By my observations, the long version of this ad aired twice per game in both league championship series and in the World Series, and the shorter ad aired once per game.  That’s 75 seconds of Brian Wilson in 19 games, or a total of 23.75 minutes. He threw 11.67 innings in last year’s postseason, so at a rate of 10 minutes per half inning, he was on TV for nearly two hours. In other words, if 2010′s Brian Wilson exposure was this XXL Chalupa …

… then 2011′s Brian Wilson exposure was this XXL Chalupa:

Slowly, he is leaving us alone. Next October, he may be only a single shred of cheese.

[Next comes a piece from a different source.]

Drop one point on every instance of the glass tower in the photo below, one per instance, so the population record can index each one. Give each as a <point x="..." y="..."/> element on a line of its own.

So who will be the Taco Bell XXL Chalupa spokesman next year? If they follow the pattern of the past two years, it’ll be somebody from this year’s World Series winners. Probably one of:

  • Neftali Feliz. Pros: He’s a closer, like Wilson and Rivera. Cons: He might not be a closer next year.
  • Jason Motte. Pros: Beard, closer. Cons: Ask for Jason Motte, you end up with Lance Lynn get it guys seriously.
  • C.J. Wilson. Pros: A lot of people consider him just as annoying as Wilson. Cons: Is he vegan? I feel like he might be vegan.
  • Derek Holland. Pros: He does impressions? Cons: His mom would have to sign the release.
  • Ron Washington. Pros: Do the Wash. DO IT. Cons: He seems to have some dignity.
  • Mike Napoli. Pros: Nah, it’s going to be Ron Washington.

Whoever it ends up being (it’s going to be Washington) should be careful. Brian Wilson was already wearing thin, but this commercial made Brian Wilson very, very unpopular.

Bronies. Brian Wilson is ahead of Bronies.